NEW YORK -- A woman who at 17 won a U.S. Open and looked almost disbelieving won a U.S. Open at 26 Sunday night and commenced thoroughly hopping.
So this Serena Williams hopped and hopped and hopped, seven hops in all, her euphoria suggestive of the wait it took to attain it and the struggle of beating Jelena Jankovic to earn it.
"I'm sorry, I'm so excited," Williams told Jankovic as they hugged at the net after their stirring 6-4, 7-5 final that gave Williams her third U.S. Open title, her ninth Grand Slam singles title and, more poignantly, her first U.S. Open title since 2002 and her first Slam title since January 2007.
"I think this title meant more to Serena than any title Serena ever won," her father, mentor and co-coach, Richard Williams, said while leaning on a table just outside Arthur Ashe Stadium moments later. "I can't speak for her, but that's what I think."
Serena differed from that only slightly, deeming all nine Grand Slams special and speaking of aiming toward double digits, but said, "I'm so excited I can't even describe it," later adding, "I feel so young and I feel so energized."
The meaning certainly seemed palpable when Richard stepped out onto the court after a tense 2-hour 4-minute final, and Serena just about keeled over leaning into him for an embrace.

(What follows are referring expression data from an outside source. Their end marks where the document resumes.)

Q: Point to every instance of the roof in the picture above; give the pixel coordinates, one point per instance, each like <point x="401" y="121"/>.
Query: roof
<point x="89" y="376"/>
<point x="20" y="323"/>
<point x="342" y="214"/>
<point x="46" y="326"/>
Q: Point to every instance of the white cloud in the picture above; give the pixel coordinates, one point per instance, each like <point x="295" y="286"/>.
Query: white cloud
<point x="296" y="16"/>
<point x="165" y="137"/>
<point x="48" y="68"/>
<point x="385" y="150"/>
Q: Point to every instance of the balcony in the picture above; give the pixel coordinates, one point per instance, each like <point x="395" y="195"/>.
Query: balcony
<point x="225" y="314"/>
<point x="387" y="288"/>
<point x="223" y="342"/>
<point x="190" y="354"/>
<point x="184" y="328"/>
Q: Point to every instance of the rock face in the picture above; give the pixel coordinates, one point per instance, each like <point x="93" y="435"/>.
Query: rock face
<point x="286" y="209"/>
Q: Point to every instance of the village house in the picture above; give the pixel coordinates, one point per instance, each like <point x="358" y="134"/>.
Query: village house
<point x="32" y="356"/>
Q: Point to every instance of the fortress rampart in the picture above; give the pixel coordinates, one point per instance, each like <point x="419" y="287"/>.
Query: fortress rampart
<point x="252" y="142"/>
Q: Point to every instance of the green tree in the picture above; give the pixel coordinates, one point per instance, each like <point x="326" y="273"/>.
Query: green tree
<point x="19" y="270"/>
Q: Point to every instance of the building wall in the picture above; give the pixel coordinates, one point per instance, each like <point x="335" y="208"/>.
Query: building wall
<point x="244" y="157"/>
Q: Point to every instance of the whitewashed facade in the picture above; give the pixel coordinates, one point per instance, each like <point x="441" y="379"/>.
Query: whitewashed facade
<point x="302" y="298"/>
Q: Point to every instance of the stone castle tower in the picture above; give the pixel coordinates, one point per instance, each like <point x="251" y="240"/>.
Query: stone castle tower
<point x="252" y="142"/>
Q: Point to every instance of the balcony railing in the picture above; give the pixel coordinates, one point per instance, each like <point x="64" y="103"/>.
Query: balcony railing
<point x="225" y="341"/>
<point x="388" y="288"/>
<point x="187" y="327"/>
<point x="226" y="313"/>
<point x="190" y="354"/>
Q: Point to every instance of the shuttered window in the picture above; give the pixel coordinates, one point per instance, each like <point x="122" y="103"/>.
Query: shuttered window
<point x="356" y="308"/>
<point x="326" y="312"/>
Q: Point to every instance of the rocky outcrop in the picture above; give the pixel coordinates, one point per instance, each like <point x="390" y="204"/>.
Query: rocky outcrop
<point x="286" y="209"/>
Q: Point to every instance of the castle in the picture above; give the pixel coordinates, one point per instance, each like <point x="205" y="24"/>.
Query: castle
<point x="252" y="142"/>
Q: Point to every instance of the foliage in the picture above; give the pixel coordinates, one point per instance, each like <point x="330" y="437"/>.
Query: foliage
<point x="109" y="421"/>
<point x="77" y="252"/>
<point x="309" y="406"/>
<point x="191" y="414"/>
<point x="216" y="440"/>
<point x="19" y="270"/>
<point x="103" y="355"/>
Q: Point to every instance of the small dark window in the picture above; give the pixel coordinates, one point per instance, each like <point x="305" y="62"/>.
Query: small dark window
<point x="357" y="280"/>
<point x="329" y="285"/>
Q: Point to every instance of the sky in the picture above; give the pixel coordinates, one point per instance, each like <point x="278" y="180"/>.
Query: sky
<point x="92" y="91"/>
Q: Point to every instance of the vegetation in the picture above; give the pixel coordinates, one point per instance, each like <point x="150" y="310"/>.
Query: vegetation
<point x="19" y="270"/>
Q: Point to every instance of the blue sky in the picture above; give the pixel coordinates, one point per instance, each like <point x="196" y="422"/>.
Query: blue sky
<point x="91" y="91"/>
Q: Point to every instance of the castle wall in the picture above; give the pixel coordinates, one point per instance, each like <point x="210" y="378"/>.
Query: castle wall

It reflected her five-year struggle to return to No. 1, which she did with the win, and her woe over her Wimbledon final loss to her sister Venus, plus the strife of her tete-a-tete with the human backboard known as Jankovic.
As Jankovic graced her first Grand Slam final and won over New York with her serial smiling, she displayed her knack for running down just about every ball in creation. Williams' hitting partner Aleksander Bajin said that in emulating Jankovic in practice, "I was running . . . and just trying to get as many balls back as I could."
A harbinger of how the finalists would crush groundstrokes came early when Williams creamed a forehand and dropped an earring.
Repeatedly, the No. 2-ranked Jankovic would push Williams to toil, and repeatedly, Williams would reveal her reacquired knack for shutting off her error flow in the pivotal moments. She made 39 unforced errors to 22 for Jankovic, and also 44 winners to Jankovic's 15, but Williams grew airtight late in the second set, during which she faced four set points.